Acciaio lucidato a specchio

Presentato per la prima volta a Milano durante l’evento “Interni Green Energy Design”, la “scultura ambientale” Rock Giant del designer Arik Levy (classe 1963) si configura come un punto d’incontro tra naturale e artificiale, offrendosi come un menhir specchiante orizzontale o verticale, che riflette il paesaggio dell’intorno sottolineando il proprio valore iconico e monolitico. La serie Rock è stata declinata in varie scale (due erano presenti durante l’evento di “Interni”) e a tale proposito Levy afferma: “nei grandi spazi esterni [queste rocce metalliche] sembrano prodotti da una civiltà progredita. In un interno sembrano nati da una natura a noi più familiare. Il riflesso generato dall’architettura antica sulle rocce d’acciaio crea un legame anche visivo tra passato e futuro”.
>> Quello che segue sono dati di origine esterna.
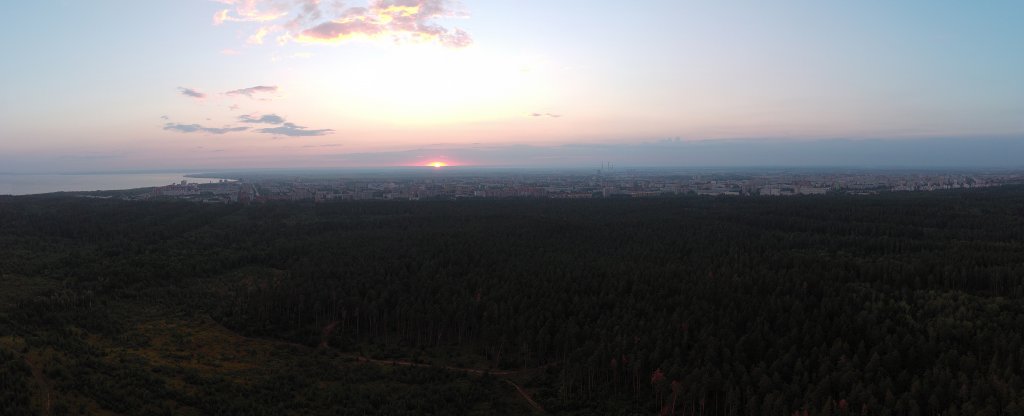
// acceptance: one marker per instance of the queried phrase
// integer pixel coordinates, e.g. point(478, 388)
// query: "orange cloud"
point(307, 22)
Nella corte d’onore dell’Univesità Statale di Milano i prismi specchianti assorbivano sulla loro superficie l’architettura classica dell’edificio scomponendola secondo le sfaccettature di acciaio della loro soluzione formale. Calato in un bosco o in un giardino fiorito Rock Giant diventa un elemento che “appare e scompare”, riflettendo i visitatori e l’ambiente. Una sorta di macroggetto magico, un meteorite di acciaio che rappresenta allo stesso tempo l’unicità e la serialità del mondo quotidiano definito a livello simbolico dalle molteplici sfaccettature della sua superficie.